Carlos Motta was born in Bogotá, Colombia and lives and works in New York City. He received his MFA from Bard College (2003) and completed the Whitney Independent Study Program (2006). His work was the subject of survey exhibitions including Carlos Motta: Formas de libertad at the Museo de Arte Moderno de Medellín, Colombia (2017) Matucana 100, Santiago, Chile (2018), and Carlos Motta: For Democracy There Must Be Love, Röda Sten Konsthall, Gothenburg, Sweden (2015). His work was recently acquired by The Metropolitan Museum of Art, New York and The Museum of Modern Art, New York. His work is represented in the permanent collections of the Guggenheim Museum, New York; Museo Nacional Centro de Arte Reina Sofia, Madrid; Museo de Arte Contemporaneo de Barcelona; and Museo de Arte de Banco de la República, Bogotá, among others. Motta has been awarded the Vilcek Foundation’s Prize for Creative Promise (2017); the PinchukArtCentre’s Future Generation Art Prize (2014); and a Guggenheim Fellowship (2008). Motta’s second solo exhibition with P·P·O·W will open in April 2019.

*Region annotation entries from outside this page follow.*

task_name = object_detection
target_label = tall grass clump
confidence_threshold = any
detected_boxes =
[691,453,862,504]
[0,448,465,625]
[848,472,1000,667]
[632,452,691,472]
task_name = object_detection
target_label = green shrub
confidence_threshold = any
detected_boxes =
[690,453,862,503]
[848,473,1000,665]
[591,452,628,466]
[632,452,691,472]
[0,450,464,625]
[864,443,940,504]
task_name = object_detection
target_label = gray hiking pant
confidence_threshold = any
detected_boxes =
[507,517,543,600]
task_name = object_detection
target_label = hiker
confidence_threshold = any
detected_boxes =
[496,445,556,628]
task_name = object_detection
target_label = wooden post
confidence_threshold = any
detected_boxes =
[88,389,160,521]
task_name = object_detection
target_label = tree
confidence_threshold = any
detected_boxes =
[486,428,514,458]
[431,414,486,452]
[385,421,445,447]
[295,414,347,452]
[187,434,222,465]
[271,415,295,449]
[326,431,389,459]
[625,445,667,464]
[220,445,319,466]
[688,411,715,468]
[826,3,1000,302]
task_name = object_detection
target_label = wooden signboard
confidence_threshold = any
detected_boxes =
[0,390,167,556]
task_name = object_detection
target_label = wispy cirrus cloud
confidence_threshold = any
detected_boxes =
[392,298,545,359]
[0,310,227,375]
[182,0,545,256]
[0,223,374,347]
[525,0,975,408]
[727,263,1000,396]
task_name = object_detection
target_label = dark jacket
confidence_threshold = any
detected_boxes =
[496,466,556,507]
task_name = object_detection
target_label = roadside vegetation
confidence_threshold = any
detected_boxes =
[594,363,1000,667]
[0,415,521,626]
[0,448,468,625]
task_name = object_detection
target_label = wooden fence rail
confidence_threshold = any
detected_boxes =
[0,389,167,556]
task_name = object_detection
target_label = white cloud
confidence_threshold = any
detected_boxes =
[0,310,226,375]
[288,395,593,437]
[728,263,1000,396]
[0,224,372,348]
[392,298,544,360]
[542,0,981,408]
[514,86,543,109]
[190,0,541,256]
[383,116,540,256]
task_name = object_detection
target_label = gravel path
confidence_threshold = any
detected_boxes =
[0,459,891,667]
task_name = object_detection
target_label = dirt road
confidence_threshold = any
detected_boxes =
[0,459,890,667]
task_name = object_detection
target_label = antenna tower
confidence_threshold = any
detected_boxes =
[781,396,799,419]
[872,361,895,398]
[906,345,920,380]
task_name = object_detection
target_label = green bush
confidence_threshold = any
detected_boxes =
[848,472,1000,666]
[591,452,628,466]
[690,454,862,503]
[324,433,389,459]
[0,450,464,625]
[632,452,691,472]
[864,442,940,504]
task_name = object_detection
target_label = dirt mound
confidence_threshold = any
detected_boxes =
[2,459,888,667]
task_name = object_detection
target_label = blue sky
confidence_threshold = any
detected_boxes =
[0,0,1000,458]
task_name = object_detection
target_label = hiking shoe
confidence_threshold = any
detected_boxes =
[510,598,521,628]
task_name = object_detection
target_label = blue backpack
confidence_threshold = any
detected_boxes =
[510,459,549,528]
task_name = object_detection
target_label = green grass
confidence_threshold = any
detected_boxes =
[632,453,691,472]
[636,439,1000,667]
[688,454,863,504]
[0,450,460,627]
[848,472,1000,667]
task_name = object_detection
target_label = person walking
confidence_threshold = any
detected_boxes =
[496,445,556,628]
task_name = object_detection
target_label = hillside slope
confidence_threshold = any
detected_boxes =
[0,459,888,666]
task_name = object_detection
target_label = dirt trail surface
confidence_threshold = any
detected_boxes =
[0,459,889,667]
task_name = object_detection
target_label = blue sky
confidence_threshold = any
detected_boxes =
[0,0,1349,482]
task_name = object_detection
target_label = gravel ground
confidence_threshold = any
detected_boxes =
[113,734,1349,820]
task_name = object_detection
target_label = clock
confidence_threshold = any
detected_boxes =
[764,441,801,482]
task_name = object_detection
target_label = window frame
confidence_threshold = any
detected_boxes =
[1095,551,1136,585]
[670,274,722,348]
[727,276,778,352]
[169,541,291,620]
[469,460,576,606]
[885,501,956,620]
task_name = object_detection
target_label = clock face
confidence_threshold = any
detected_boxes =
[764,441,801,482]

David Wojnarowicz was born in Red Bank, NJ and died in New York City. His work has been included in solo and group exhibitions around the world at institutions such as The Museum of Modern Art, New York; Museum of Contemporary Art, Chicago; The American Center, Paris, France; The Busan Museum of Modern Art, Korea; Centro Galego de Art Contemporanea, Santiago de Compostela, Spain; The Barbican Art Gallery, London; and the Museum Ludwig, Cologne. His work is in the permanent collections of major museums nationally and internationally and his life and work have been the subject of significant scholarly studies. Wojnarowicz has had retrospectives at the galleries of the Illinois State University (1990) and at the New Museum, New York (1999). A third retrospective, David Wojnarowicz: History Keeps Me Awake at Night, co-curated by David Kiehl and David Breslin, opened at the Whitney Museum of American Art in July 2018 and will travel to the Museo Reina Sofia, Madrid in May 2019, and the Musee d’Art Moderne Grand-Duc Jean, Luxembourg City in November 2019. A concurrent exhibition of Wojnarowicz’s films and photographs will open at the Kunst-Werke Institute for Contemporary Art, Berlin in February 2019.